Le sashiko (刺し子 , du japonais « petits bâtons » ou « petits points ») est une technique japonaise de broderie. Utilisée historiquement pour rapiécer des vêtements, les rendre plus solides ou les matelasser, elle sert également à des fins décoratives.
À partir de l’ère Edo, le sashiko est utilisé pour renforcer les vêtements de travail de la population japonaise rurale[1], ainsi que les vestes des pompiers privés de Tokyo[2]. Pour les paysans japonais, les pièces obtenues sont alors plus résistantes et isolent mieux du froid, et le sashiko permet d’utiliser plus longtemps les mêmes vêtements en les reprisant ou en les assemblant[3], dans un souci d’économie[1].
À cette époque, des lois impériales régissent les vêtements, textiles et couleurs que la population peut porter. Ainsi, les classes populaires n’ont pas le droit d’arborer des couleurs vives, de larges motifs, ni de porter de tissus riches comme la soie. Par conséquent, les textiles indigo sont parmi les plus répandus, et les motifs utilisés (en broderie par exemple) sont nécessairement petits, avant de se diversifier à la fin de la période[4].
Durant l’ère Meiji, le travail du sashiko est une occupation importante pendant l’hiver, surtout dans les communautés rurales du nord du Japon. Les jeunes filles apprennent les techniques traditionnelles de la main des autres femmes, car la rigueur et la patience nécessaire pour la broderie sont considérées comme des qualités essentielles pour une épouse[1].

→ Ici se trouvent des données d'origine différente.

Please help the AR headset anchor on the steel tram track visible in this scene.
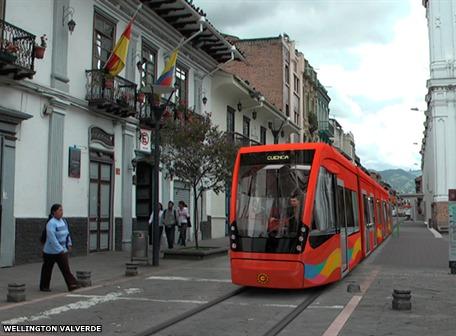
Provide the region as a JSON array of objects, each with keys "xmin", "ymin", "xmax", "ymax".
[
  {"xmin": 135, "ymin": 287, "xmax": 247, "ymax": 336},
  {"xmin": 263, "ymin": 289, "xmax": 322, "ymax": 336},
  {"xmin": 135, "ymin": 287, "xmax": 322, "ymax": 336}
]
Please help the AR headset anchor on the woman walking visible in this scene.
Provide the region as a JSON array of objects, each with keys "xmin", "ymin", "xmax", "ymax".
[
  {"xmin": 177, "ymin": 201, "xmax": 190, "ymax": 246},
  {"xmin": 149, "ymin": 202, "xmax": 163, "ymax": 245},
  {"xmin": 40, "ymin": 204, "xmax": 79, "ymax": 292}
]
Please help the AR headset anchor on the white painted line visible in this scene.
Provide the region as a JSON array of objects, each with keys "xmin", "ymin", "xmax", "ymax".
[
  {"xmin": 1, "ymin": 288, "xmax": 141, "ymax": 324},
  {"xmin": 428, "ymin": 228, "xmax": 442, "ymax": 238},
  {"xmin": 147, "ymin": 276, "xmax": 231, "ymax": 283},
  {"xmin": 323, "ymin": 295, "xmax": 362, "ymax": 336}
]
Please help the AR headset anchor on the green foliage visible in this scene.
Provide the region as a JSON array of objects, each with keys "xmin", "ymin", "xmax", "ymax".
[
  {"xmin": 308, "ymin": 112, "xmax": 318, "ymax": 134},
  {"xmin": 161, "ymin": 109, "xmax": 238, "ymax": 247}
]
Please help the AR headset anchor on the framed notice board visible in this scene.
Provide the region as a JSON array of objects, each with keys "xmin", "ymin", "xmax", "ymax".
[{"xmin": 68, "ymin": 147, "xmax": 81, "ymax": 178}]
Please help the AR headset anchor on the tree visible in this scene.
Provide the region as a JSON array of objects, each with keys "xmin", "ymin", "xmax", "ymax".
[
  {"xmin": 308, "ymin": 112, "xmax": 318, "ymax": 135},
  {"xmin": 161, "ymin": 106, "xmax": 237, "ymax": 248}
]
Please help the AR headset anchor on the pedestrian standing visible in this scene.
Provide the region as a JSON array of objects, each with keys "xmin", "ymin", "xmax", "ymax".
[
  {"xmin": 177, "ymin": 201, "xmax": 190, "ymax": 246},
  {"xmin": 162, "ymin": 201, "xmax": 179, "ymax": 249},
  {"xmin": 40, "ymin": 204, "xmax": 79, "ymax": 292},
  {"xmin": 149, "ymin": 202, "xmax": 163, "ymax": 245}
]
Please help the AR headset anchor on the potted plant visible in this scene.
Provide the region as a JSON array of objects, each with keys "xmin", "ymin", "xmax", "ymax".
[
  {"xmin": 33, "ymin": 34, "xmax": 47, "ymax": 59},
  {"xmin": 0, "ymin": 42, "xmax": 19, "ymax": 63}
]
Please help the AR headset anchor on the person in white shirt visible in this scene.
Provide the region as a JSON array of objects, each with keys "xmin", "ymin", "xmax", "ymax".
[
  {"xmin": 149, "ymin": 202, "xmax": 163, "ymax": 245},
  {"xmin": 177, "ymin": 201, "xmax": 190, "ymax": 246}
]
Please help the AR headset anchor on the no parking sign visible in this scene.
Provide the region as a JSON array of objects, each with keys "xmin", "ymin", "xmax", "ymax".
[{"xmin": 139, "ymin": 129, "xmax": 152, "ymax": 153}]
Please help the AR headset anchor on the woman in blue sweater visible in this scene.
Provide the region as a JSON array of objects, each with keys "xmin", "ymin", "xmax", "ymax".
[{"xmin": 40, "ymin": 204, "xmax": 78, "ymax": 292}]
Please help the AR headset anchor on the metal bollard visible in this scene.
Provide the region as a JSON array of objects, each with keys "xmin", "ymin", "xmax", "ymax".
[
  {"xmin": 76, "ymin": 271, "xmax": 92, "ymax": 287},
  {"xmin": 125, "ymin": 263, "xmax": 138, "ymax": 276},
  {"xmin": 347, "ymin": 283, "xmax": 361, "ymax": 293},
  {"xmin": 6, "ymin": 283, "xmax": 25, "ymax": 302},
  {"xmin": 393, "ymin": 289, "xmax": 412, "ymax": 310}
]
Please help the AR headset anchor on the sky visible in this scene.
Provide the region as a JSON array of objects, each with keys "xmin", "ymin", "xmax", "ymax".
[{"xmin": 193, "ymin": 0, "xmax": 429, "ymax": 170}]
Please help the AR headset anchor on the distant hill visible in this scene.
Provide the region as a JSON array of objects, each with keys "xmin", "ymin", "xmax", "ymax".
[{"xmin": 378, "ymin": 169, "xmax": 421, "ymax": 194}]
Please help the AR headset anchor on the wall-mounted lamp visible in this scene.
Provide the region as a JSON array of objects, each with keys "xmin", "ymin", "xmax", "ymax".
[{"xmin": 62, "ymin": 6, "xmax": 76, "ymax": 34}]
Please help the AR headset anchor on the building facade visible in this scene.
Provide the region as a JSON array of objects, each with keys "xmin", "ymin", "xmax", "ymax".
[
  {"xmin": 224, "ymin": 35, "xmax": 317, "ymax": 142},
  {"xmin": 0, "ymin": 0, "xmax": 249, "ymax": 266},
  {"xmin": 421, "ymin": 0, "xmax": 456, "ymax": 229},
  {"xmin": 329, "ymin": 118, "xmax": 360, "ymax": 164}
]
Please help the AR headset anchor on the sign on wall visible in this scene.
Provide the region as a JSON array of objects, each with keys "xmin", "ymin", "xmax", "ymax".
[
  {"xmin": 139, "ymin": 129, "xmax": 152, "ymax": 153},
  {"xmin": 68, "ymin": 147, "xmax": 81, "ymax": 178}
]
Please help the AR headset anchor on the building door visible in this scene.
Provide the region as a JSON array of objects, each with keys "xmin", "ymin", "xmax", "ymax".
[
  {"xmin": 89, "ymin": 151, "xmax": 113, "ymax": 252},
  {"xmin": 135, "ymin": 162, "xmax": 153, "ymax": 242}
]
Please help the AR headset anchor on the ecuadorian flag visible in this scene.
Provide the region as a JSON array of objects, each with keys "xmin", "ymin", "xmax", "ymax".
[
  {"xmin": 155, "ymin": 49, "xmax": 179, "ymax": 87},
  {"xmin": 105, "ymin": 16, "xmax": 135, "ymax": 77}
]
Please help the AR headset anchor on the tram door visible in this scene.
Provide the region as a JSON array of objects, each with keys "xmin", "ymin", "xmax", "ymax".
[
  {"xmin": 336, "ymin": 180, "xmax": 348, "ymax": 275},
  {"xmin": 363, "ymin": 192, "xmax": 372, "ymax": 255}
]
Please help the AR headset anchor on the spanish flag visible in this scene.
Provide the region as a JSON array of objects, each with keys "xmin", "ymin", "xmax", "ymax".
[
  {"xmin": 155, "ymin": 49, "xmax": 179, "ymax": 87},
  {"xmin": 105, "ymin": 15, "xmax": 136, "ymax": 77}
]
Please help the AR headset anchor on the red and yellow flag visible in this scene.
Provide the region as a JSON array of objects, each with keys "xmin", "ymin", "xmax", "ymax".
[{"xmin": 105, "ymin": 15, "xmax": 136, "ymax": 76}]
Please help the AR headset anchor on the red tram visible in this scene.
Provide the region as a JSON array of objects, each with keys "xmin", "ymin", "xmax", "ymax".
[{"xmin": 230, "ymin": 143, "xmax": 392, "ymax": 288}]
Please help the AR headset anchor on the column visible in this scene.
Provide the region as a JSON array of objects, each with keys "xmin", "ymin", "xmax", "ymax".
[
  {"xmin": 121, "ymin": 123, "xmax": 136, "ymax": 251},
  {"xmin": 47, "ymin": 110, "xmax": 65, "ymax": 209}
]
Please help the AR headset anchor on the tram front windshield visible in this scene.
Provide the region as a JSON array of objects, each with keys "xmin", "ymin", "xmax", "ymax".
[{"xmin": 236, "ymin": 151, "xmax": 313, "ymax": 243}]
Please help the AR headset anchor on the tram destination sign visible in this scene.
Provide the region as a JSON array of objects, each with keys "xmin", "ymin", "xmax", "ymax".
[
  {"xmin": 241, "ymin": 150, "xmax": 314, "ymax": 165},
  {"xmin": 448, "ymin": 189, "xmax": 456, "ymax": 274}
]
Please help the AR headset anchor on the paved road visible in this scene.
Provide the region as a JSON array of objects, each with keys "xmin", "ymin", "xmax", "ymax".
[{"xmin": 0, "ymin": 222, "xmax": 456, "ymax": 336}]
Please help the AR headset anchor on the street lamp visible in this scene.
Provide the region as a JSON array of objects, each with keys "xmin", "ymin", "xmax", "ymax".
[
  {"xmin": 140, "ymin": 85, "xmax": 176, "ymax": 266},
  {"xmin": 268, "ymin": 118, "xmax": 290, "ymax": 145}
]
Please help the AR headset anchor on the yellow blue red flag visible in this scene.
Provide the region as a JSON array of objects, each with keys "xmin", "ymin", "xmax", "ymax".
[{"xmin": 155, "ymin": 49, "xmax": 179, "ymax": 87}]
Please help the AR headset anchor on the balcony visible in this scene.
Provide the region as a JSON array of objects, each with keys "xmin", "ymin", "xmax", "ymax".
[
  {"xmin": 86, "ymin": 69, "xmax": 136, "ymax": 118},
  {"xmin": 0, "ymin": 20, "xmax": 35, "ymax": 80},
  {"xmin": 318, "ymin": 121, "xmax": 334, "ymax": 143},
  {"xmin": 226, "ymin": 132, "xmax": 261, "ymax": 147}
]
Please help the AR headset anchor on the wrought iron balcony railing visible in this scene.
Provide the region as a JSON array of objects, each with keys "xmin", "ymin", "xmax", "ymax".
[
  {"xmin": 226, "ymin": 132, "xmax": 261, "ymax": 147},
  {"xmin": 0, "ymin": 20, "xmax": 35, "ymax": 79},
  {"xmin": 86, "ymin": 69, "xmax": 137, "ymax": 118}
]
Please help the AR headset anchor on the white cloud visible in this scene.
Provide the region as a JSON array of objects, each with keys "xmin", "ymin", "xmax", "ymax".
[
  {"xmin": 319, "ymin": 3, "xmax": 429, "ymax": 169},
  {"xmin": 195, "ymin": 0, "xmax": 429, "ymax": 169}
]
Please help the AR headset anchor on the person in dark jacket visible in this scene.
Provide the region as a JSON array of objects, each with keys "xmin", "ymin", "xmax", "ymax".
[{"xmin": 40, "ymin": 204, "xmax": 79, "ymax": 292}]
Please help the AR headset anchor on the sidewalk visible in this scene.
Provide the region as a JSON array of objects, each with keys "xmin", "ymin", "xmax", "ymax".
[
  {"xmin": 340, "ymin": 221, "xmax": 456, "ymax": 336},
  {"xmin": 0, "ymin": 237, "xmax": 228, "ymax": 308}
]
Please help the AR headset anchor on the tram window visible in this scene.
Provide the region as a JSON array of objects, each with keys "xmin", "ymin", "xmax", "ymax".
[
  {"xmin": 311, "ymin": 167, "xmax": 336, "ymax": 235},
  {"xmin": 363, "ymin": 195, "xmax": 370, "ymax": 225},
  {"xmin": 351, "ymin": 191, "xmax": 359, "ymax": 232},
  {"xmin": 336, "ymin": 186, "xmax": 346, "ymax": 228},
  {"xmin": 369, "ymin": 197, "xmax": 374, "ymax": 224},
  {"xmin": 344, "ymin": 189, "xmax": 355, "ymax": 232}
]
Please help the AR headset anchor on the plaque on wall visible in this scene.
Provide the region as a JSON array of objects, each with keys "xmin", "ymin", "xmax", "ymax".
[
  {"xmin": 89, "ymin": 126, "xmax": 114, "ymax": 149},
  {"xmin": 68, "ymin": 147, "xmax": 81, "ymax": 178}
]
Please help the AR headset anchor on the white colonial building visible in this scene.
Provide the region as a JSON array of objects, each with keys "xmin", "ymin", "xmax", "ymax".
[
  {"xmin": 0, "ymin": 0, "xmax": 300, "ymax": 266},
  {"xmin": 421, "ymin": 0, "xmax": 456, "ymax": 229}
]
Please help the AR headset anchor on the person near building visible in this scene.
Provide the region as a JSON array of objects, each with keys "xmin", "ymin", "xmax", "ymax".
[
  {"xmin": 40, "ymin": 204, "xmax": 79, "ymax": 292},
  {"xmin": 177, "ymin": 201, "xmax": 190, "ymax": 246},
  {"xmin": 149, "ymin": 202, "xmax": 163, "ymax": 245},
  {"xmin": 162, "ymin": 201, "xmax": 179, "ymax": 249}
]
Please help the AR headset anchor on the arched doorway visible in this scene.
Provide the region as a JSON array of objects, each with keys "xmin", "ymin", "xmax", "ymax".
[{"xmin": 133, "ymin": 161, "xmax": 153, "ymax": 242}]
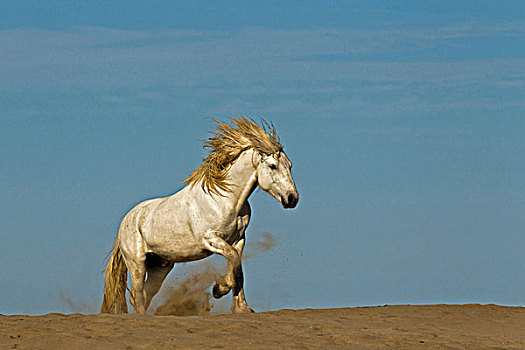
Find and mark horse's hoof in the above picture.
[212,283,231,299]
[232,305,255,314]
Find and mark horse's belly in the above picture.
[146,234,212,262]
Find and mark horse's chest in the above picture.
[221,215,250,244]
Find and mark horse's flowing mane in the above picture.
[184,115,283,195]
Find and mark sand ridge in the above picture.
[0,304,525,349]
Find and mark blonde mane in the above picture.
[184,115,283,194]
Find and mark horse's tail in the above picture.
[100,236,128,314]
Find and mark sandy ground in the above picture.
[0,305,525,349]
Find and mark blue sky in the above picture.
[0,1,525,314]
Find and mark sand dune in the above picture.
[0,305,525,349]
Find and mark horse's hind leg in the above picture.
[126,256,146,314]
[144,253,174,310]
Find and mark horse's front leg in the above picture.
[204,232,241,299]
[231,238,255,313]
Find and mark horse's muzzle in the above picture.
[281,192,299,209]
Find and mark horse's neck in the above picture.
[222,150,257,215]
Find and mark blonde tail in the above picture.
[100,236,128,314]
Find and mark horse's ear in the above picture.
[252,151,264,167]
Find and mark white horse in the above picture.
[101,116,299,314]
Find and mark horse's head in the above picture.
[257,151,299,208]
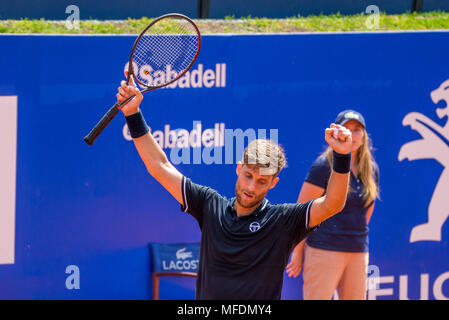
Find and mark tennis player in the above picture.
[117,74,352,300]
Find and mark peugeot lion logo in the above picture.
[398,80,449,242]
[249,222,260,232]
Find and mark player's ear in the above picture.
[235,161,243,176]
[270,177,279,189]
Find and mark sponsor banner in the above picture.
[150,242,200,272]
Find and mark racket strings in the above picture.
[132,18,199,87]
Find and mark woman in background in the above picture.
[286,110,379,300]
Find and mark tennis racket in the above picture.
[84,13,201,145]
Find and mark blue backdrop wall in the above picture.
[0,32,449,299]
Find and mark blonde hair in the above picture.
[322,128,379,205]
[242,139,287,177]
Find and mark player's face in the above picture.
[344,120,365,152]
[235,163,279,209]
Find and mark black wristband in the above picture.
[125,111,150,139]
[332,151,351,173]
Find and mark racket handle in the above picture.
[84,103,120,146]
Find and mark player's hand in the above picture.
[117,71,143,116]
[285,250,303,278]
[324,123,352,154]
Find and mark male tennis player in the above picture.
[117,73,352,299]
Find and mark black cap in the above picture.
[335,110,366,127]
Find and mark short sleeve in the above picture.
[305,156,331,189]
[181,176,216,228]
[283,200,319,245]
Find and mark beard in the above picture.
[235,184,266,209]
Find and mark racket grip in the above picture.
[84,103,120,146]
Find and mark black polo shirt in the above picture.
[181,177,316,300]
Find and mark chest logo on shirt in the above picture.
[249,222,260,232]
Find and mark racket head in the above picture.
[127,13,201,91]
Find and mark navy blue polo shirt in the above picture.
[181,177,316,300]
[305,156,379,252]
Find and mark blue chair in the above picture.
[150,242,200,300]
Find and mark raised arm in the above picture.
[309,124,352,227]
[117,73,183,204]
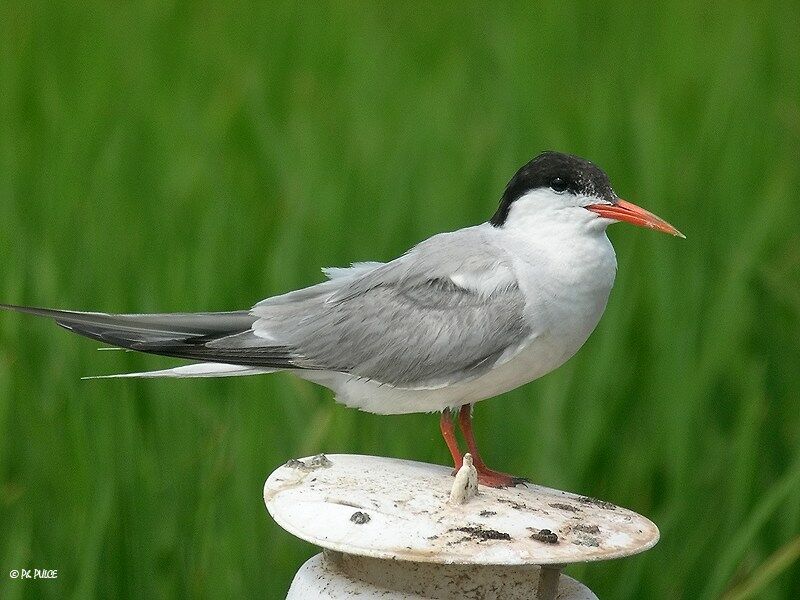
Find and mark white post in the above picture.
[264,455,658,600]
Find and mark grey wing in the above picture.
[244,231,530,387]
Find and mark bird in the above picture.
[0,151,684,487]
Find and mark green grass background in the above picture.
[0,0,800,599]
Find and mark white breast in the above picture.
[298,219,616,414]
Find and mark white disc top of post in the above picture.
[264,454,659,565]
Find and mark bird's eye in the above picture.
[550,177,567,194]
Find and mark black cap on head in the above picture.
[489,151,617,227]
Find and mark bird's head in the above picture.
[489,152,684,237]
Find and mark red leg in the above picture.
[458,404,527,487]
[439,408,464,471]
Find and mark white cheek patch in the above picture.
[450,265,516,296]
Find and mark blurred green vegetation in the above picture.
[0,0,800,599]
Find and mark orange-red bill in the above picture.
[586,198,686,238]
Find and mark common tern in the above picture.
[0,152,683,487]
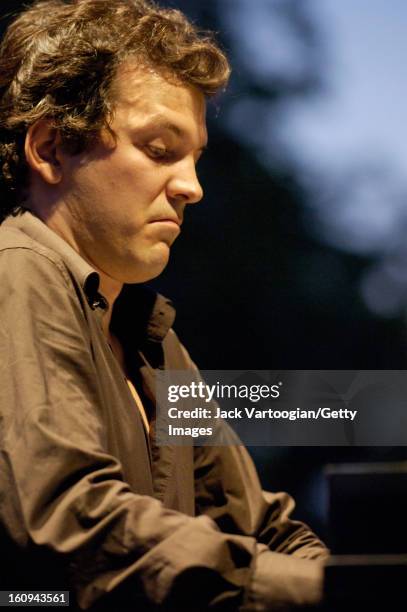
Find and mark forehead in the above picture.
[113,63,207,148]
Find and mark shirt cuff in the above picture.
[240,544,324,612]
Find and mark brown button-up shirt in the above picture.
[0,212,327,612]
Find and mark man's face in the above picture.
[57,67,207,283]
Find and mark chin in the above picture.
[120,246,170,284]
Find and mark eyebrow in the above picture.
[144,115,208,153]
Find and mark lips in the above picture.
[152,217,182,227]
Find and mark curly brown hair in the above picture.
[0,0,230,222]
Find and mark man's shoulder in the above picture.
[0,225,67,280]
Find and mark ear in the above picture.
[25,119,62,185]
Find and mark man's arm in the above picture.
[167,334,329,610]
[0,249,256,610]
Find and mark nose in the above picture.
[167,159,203,204]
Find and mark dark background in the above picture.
[0,0,407,535]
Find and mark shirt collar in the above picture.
[2,209,175,343]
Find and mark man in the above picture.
[0,0,327,610]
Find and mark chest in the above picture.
[92,318,195,516]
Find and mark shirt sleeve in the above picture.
[171,340,329,612]
[0,249,257,612]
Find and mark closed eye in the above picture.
[146,145,170,160]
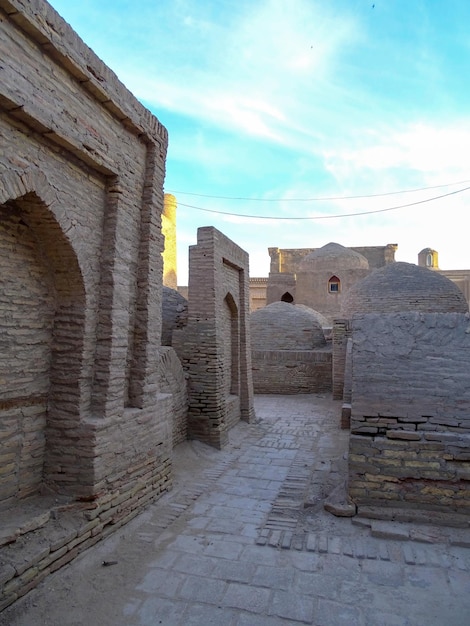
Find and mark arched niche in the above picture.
[0,172,89,506]
[223,293,240,396]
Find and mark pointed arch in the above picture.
[0,168,86,500]
[328,275,341,294]
[224,292,240,396]
[281,291,294,303]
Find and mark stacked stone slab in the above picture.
[250,302,331,394]
[348,263,470,523]
[0,0,172,606]
[173,227,254,448]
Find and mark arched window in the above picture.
[328,276,341,293]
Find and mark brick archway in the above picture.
[0,168,85,503]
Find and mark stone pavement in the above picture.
[0,395,470,626]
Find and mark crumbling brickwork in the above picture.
[173,227,254,448]
[250,302,331,394]
[349,312,470,516]
[0,0,172,606]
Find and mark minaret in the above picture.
[162,193,177,289]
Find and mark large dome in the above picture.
[299,243,369,272]
[341,262,468,318]
[162,287,188,346]
[250,302,326,350]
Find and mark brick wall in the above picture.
[0,0,172,607]
[349,313,470,516]
[173,227,254,448]
[251,348,331,394]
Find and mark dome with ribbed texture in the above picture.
[250,302,326,350]
[341,262,468,318]
[299,242,369,272]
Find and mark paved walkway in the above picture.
[0,395,470,626]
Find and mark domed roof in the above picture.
[341,262,468,318]
[250,302,326,350]
[299,242,369,272]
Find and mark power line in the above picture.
[178,185,470,220]
[167,180,470,202]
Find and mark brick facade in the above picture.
[173,227,254,448]
[0,0,173,608]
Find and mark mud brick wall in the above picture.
[251,348,331,394]
[349,313,470,516]
[173,227,254,448]
[331,319,351,400]
[0,0,172,597]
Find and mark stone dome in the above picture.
[250,302,326,350]
[341,262,468,318]
[162,287,188,346]
[295,304,331,330]
[299,242,369,272]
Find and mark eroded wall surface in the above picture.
[0,0,172,604]
[172,227,254,448]
[349,312,470,516]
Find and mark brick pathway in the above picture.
[0,395,470,626]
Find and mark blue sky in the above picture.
[51,0,470,284]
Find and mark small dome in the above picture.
[295,304,331,329]
[341,262,468,318]
[299,243,369,272]
[162,287,188,346]
[250,302,326,350]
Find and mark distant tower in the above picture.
[162,193,177,289]
[418,248,439,270]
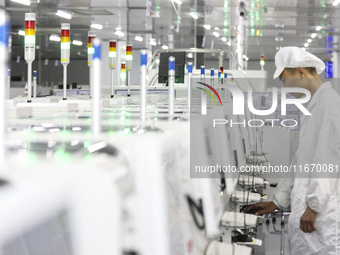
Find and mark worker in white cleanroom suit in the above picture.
[248,47,340,255]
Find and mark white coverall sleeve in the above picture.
[306,109,340,213]
[273,178,294,209]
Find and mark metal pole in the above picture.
[33,71,37,98]
[6,69,11,99]
[201,66,207,115]
[168,57,175,115]
[111,69,115,98]
[91,39,101,137]
[127,70,131,97]
[0,10,9,163]
[27,61,32,103]
[140,50,148,121]
[188,62,192,112]
[63,65,67,100]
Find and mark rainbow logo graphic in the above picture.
[196,82,222,105]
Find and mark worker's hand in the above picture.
[300,207,318,233]
[246,202,277,216]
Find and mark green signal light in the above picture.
[25,35,35,44]
[83,141,91,148]
[109,51,117,58]
[87,47,94,54]
[60,42,70,50]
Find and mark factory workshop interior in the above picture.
[0,0,340,255]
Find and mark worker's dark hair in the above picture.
[285,67,316,74]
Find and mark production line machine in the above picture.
[0,11,292,255]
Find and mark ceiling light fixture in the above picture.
[91,24,103,30]
[50,35,61,42]
[11,0,31,5]
[190,12,198,19]
[135,35,144,42]
[332,0,340,6]
[115,30,125,37]
[213,32,220,37]
[203,24,211,30]
[56,10,72,19]
[72,40,83,46]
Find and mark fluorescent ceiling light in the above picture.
[190,12,198,19]
[213,32,220,37]
[135,35,144,42]
[50,35,60,42]
[332,0,340,6]
[72,40,83,46]
[11,0,31,5]
[115,30,125,37]
[56,10,72,19]
[203,24,211,30]
[91,24,103,29]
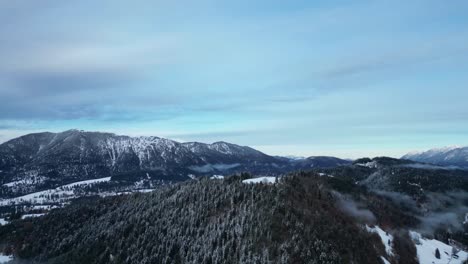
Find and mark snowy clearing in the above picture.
[366,225,393,256]
[0,254,13,264]
[242,177,276,184]
[0,177,111,206]
[410,231,468,264]
[21,214,45,219]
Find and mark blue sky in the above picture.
[0,0,468,158]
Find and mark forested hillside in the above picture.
[0,174,404,264]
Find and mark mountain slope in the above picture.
[0,177,392,264]
[402,147,468,168]
[0,130,346,198]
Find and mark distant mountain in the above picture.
[402,147,468,168]
[0,130,347,197]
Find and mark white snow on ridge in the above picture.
[21,214,45,219]
[0,177,111,206]
[356,161,377,168]
[59,177,111,188]
[410,231,468,264]
[0,254,13,264]
[366,225,393,256]
[242,177,276,184]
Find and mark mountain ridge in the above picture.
[401,146,468,168]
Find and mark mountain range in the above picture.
[0,130,351,197]
[402,146,468,168]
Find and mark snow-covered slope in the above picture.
[410,231,468,264]
[402,146,468,167]
[0,130,352,198]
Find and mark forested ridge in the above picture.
[0,174,402,264]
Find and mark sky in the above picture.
[0,0,468,158]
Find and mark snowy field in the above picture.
[0,177,111,206]
[242,177,276,184]
[410,231,468,264]
[366,226,468,264]
[0,254,13,264]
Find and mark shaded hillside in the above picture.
[0,176,394,264]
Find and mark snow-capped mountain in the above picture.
[402,146,468,167]
[0,130,346,197]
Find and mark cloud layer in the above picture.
[0,0,468,157]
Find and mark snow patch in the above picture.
[410,231,468,264]
[0,254,13,264]
[21,214,45,219]
[366,225,393,256]
[242,177,276,184]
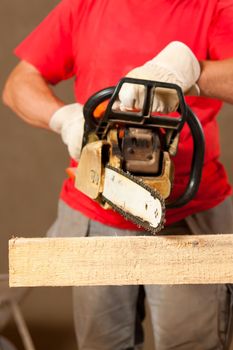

Le sashiko connaît une nouvelle vogue à la fin du XXe siècle au Japon mais également dans les pays occidentaux[2].
Le sashiko se réalise traditionnellement avec du fil blanc ou écru sur une toile indigo, mais on trouve aussi des échantillons brodés au fil rouge[5].
Le fil utilisé est plus épais que le fil pour la broderie occidentale, composé de coton et tordu spécifiquement de façon à être plus solide et à présenter un rendu mat[6],[7].
Le support de la broderie est généralement une étoffe naturelle, en coton, chanvre ou lin, tissée assez lâchement pour favoriser le passage de l’aiguille[7]. Celle-ci est plus longue que les aiguilles à broder classiques, pour permettre de broder plusieurs points à la fois, et son chas plus large est adapté au fil[7].
Les motifs anciens disposent chacun d’un ordre dans lequel traiter les lignes de points afin de faciliter et d’accélérer le travail (par exemple, pour un motif d’entrelacement, broder les lignes horizontales, puis les lignes verticales)[2].
Il existe des nœuds traditionnels pour le début du travail ou le changement de fil au cours de l’ouvrage (hatamusubi) afin de tirer le maximum de profit de l’aiguillée de fil[8].
Les modèles utilisés reprennent pour la plupart des éléments géométriques, parfois stylisés, comme des vagues, des montagnes, des bambous, des motifs de losanges ou d’éclairs, d’hexagones ou de fleurs.
Ils se classent en deux catégories : moyōzashi, qui désigne des motifs dont les points ne se coupent pas, et hitomezashi, travaillés sur une grille, avec des points verticaux et horizontaux qui peuvent se couper[9]. D’autres techniques comme les broderies kogin et nanbu hishizashi sont des variantes à points comptés d’hitomezashi. On trouve aussi des méthodes évoluées du sashiko, comme kakurezashi, qui consiste à teindre à nouveau la broderie afin qu’elle se révèle lorsque le tissu fane, ou chirimenzashi, qui vise à imiter par la broderie la texture et l’aspect du tissu de crêpe chirimen[10].
Certains dessins sont privilégiés par les brodeurs pour leur valeur symbolique et protectrice : les étoiles à cinq branches takonomekura protègeraient ainsi les pêcheurs de Kyushu des naufrages ; tandis que les motifs de zigzags éloignent les mauvais esprits, et que les points de riz komezashi (pour les fermiers) ou d’écailles de poisson urokozashi (pour un pêcheur) apportent la prospérité[11].
Les sources de ces motifs proviennent pour certains de la Chine, mais d’autres ont été conçus au Japon. Les ouvrages d’Hokusai ont ainsi inspiré de nombreux brodeurs.
Les brodeurs modernes utilisent pour la plupart les motifs traditionnels, en ajoutant des éléments stylisés[2], ou en combinant le sashiko à d’autres techniques, comme l’appliqué ou le patchwork[12].